DoggieRescue.com is Australia’s largest No-kill charity, in operation since 2001 with the primary objective of saving dogs from death row from council pounds. DoggieRescue has saved almost 10,600 dogs and has more than 200 dogs looking for homes. It relies on dog lovers to keep its doors open and is largely a volunteer run organisation. Visit www.DoggieRescue.com or call 9486 3133 for details.
Mona Vale Hospital Construction - September 2013
Michael Mannington of Volunteer Photography sent these pictures in during the week, stating they are images of;
"Symmetrical patterns soon to be buried inside the building and never seen again."
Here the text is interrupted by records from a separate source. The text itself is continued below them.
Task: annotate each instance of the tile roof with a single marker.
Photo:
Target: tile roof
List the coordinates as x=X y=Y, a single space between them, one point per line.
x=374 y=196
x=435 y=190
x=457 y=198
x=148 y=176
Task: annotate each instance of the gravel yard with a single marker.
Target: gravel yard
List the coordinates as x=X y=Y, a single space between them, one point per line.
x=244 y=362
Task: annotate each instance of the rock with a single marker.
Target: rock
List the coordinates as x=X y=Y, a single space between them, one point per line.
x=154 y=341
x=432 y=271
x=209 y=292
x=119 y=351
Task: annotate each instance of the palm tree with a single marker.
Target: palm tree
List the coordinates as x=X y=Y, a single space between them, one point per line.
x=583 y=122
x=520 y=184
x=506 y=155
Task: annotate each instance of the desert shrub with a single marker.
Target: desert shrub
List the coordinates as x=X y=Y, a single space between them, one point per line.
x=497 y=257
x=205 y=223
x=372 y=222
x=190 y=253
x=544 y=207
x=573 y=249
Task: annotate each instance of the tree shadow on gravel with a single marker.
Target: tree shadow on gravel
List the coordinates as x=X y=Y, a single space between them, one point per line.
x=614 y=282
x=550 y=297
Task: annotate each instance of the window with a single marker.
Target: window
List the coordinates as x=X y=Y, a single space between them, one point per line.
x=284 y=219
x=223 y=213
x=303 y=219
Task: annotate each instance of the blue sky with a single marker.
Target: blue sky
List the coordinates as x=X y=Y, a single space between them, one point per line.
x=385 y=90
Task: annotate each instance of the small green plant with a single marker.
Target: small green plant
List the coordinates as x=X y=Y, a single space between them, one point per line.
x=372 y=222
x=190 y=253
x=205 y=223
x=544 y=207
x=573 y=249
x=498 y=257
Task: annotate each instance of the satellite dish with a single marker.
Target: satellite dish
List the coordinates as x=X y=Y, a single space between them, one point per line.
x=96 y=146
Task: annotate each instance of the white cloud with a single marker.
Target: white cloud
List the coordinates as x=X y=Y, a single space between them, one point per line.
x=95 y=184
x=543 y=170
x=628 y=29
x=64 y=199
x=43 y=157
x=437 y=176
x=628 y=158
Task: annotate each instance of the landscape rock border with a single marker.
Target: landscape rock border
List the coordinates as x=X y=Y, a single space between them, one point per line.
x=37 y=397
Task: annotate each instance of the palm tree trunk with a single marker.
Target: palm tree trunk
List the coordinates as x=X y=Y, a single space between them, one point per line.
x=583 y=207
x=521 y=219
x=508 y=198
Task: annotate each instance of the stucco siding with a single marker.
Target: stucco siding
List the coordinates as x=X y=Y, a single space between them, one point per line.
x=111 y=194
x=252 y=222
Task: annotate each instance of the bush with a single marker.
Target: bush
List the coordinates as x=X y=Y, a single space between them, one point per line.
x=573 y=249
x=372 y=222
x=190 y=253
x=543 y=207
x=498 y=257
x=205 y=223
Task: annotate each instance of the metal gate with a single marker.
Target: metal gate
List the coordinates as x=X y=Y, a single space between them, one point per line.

The framings shown are part of the new major works currently underway on the eastern side of the hospital as part of a $12m expansion of Mona Vale Hospital's rehabilitation unit.
PITTWATER BEACHES SET TO BE SMOKE-FREE
The Council has signalled its intention to make Pittwater beaches smoke-free, following a decision at its meeting last week.
The Council’s smoke-free policy in public buildings is set to be extended to include all nine of Pittwater’s beaches. The amended policy is now on public exhibition for comment until 6 October.
Pittwater’s public playgrounds, spectator areas at sportsgrounds, public transport stops including ferry wharves and outdoor dining areas are already smoke-free.
If adopted by the Council, the amended policy will mean no smoking signage will be placed at all beaches advising the public that smoking is banned.
Mayor Jacqueline Townsend said the Council had been commended by the Heart Foundation for its move.
“Passive smoking is directly linked to a range of diseases and we believe we need to take a leadership role on this issue,” she said. “The other concern is the damage to the environment that cigarette butts cause. Clean Up Australia estimate that 50% of litter is made up of discarded butts.”
Mayor Townsend said she believed community sentiment would be strong enough to discourage people from lighting up at beaches, but added that if the policy came into effect Council rangers could be given the power to issue on-the-spot fines.